Researchers at Harvard and Northeastern say Google’s Flu Trends service, which tries to predict flu outbreaks based on search activity, has become less reliable over time. They say the effects of even small changes such as those to Google’s own autosuggest tool may have been allowed to mount up and call it a lesson for using “big data.”
The logic behind Google Flu Trends, which dates back to 2008, is simple enough: the sheer number of people making Google searches means that as an outbreak begins in a particular area, the number of searches relating to relevant symptoms measurably increases. In turn Google may be able to predict increases in cases of flu before the numbers of diagnosed cases reflect that increase.

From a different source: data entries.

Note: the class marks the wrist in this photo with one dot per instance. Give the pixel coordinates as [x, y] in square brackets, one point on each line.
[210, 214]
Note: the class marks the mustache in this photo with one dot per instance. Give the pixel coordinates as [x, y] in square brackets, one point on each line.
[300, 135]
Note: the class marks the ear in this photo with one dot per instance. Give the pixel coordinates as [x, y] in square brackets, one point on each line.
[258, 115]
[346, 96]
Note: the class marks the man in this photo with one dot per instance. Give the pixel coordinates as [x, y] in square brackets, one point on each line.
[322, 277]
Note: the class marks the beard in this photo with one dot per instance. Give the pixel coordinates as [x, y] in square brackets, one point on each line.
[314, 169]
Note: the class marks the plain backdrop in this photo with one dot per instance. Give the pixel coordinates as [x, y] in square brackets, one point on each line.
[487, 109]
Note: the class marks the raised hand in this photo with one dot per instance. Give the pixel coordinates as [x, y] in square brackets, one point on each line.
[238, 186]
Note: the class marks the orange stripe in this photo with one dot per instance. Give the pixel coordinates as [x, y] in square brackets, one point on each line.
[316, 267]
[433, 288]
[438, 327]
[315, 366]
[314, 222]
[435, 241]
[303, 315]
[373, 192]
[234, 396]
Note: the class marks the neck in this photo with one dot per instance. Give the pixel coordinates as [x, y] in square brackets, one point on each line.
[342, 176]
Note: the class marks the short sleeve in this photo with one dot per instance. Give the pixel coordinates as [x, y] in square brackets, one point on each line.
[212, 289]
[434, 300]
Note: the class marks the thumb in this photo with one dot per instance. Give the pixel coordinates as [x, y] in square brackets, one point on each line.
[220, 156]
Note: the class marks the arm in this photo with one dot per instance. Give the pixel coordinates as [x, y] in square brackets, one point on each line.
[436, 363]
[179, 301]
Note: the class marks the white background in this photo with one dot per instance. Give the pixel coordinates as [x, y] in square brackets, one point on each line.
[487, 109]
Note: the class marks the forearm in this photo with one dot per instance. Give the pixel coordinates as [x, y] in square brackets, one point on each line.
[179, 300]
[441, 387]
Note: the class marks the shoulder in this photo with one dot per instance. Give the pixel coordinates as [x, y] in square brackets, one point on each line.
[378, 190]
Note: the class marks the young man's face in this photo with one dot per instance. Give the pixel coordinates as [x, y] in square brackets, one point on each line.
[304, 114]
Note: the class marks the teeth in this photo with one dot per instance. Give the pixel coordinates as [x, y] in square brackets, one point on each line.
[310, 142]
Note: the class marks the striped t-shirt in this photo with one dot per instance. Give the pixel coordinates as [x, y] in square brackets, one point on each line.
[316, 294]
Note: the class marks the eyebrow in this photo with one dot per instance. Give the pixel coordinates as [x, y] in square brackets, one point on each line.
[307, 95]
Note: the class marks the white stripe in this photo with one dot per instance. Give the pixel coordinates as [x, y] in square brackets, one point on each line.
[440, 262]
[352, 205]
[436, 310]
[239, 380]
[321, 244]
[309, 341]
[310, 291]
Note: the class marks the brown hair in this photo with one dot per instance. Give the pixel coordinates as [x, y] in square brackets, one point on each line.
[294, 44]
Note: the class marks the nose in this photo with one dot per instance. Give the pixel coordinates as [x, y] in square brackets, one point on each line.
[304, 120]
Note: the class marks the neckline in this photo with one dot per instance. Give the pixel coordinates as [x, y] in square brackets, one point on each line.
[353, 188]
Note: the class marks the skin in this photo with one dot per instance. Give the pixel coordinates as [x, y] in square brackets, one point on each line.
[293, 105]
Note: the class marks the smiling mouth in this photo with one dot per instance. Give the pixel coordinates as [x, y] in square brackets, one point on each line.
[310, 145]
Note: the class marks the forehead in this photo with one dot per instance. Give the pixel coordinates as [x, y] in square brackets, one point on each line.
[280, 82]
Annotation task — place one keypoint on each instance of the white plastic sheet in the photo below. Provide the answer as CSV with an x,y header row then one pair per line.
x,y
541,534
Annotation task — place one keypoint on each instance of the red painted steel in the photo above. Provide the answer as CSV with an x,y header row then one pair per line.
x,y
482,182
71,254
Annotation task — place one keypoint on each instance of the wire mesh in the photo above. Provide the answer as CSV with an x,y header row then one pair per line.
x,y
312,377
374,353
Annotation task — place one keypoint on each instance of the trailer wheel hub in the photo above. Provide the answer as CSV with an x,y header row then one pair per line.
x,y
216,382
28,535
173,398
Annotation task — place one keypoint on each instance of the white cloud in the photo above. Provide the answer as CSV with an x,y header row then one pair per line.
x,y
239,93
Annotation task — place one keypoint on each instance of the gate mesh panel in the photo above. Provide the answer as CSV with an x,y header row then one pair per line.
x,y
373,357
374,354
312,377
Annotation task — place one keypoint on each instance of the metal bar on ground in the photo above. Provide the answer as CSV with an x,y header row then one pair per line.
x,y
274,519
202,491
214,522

According to the Harvard and Northeastern research, published in Science, the Google predictions have been getting increasingly less accurate. It says that in a 108 week period between August 2011 and September 2013, Google’s predictions for the US proved markedly higher than the real figures in 100 weeks. (Pictured – credit Harvard University.)
The researchers dismiss one possible explanation, which is that media-fuelled panics caused people who didn’t have flu to make searches online. Instead they note another possibility: that Google has updated its autosuggestions and search results rankings so that people who search for symptoms such as “fever” or “cough” are more likely to see, and go on to select, options to search for flu-related terms such as distinguishing a cold from the flu.
According to the researchers, Google’s use of other people’s search activity to make suggestions may exaggerate the problem with a snowball effect: the more people search for flu-related terms, the more people are given the suggestion to search for flu-related terms. That could mean that while the basic direction of Google Flu Trends mirrors reality, the scale of the trend movements is overblown.
The paper draws two main conclusions. The first is that the problems highlight what the researchers call “big data hubris”, the mistaken belief that simply increasing the quantity of data collected for analysis is enough to improve results even without also working on the quality of analysis.
The second is a criticism of Google keeping so much of the detail of both its methodology and the data secret, even in aggregated form. According to the researchers, Google making more information available would benefit society:
Google is a business, but it also holds in trust data on the desires, thoughts, and the connections of humanity. Making money “without doing evil” (paraphrasing Google’s motto) is not enough when it is feasible to do so much good.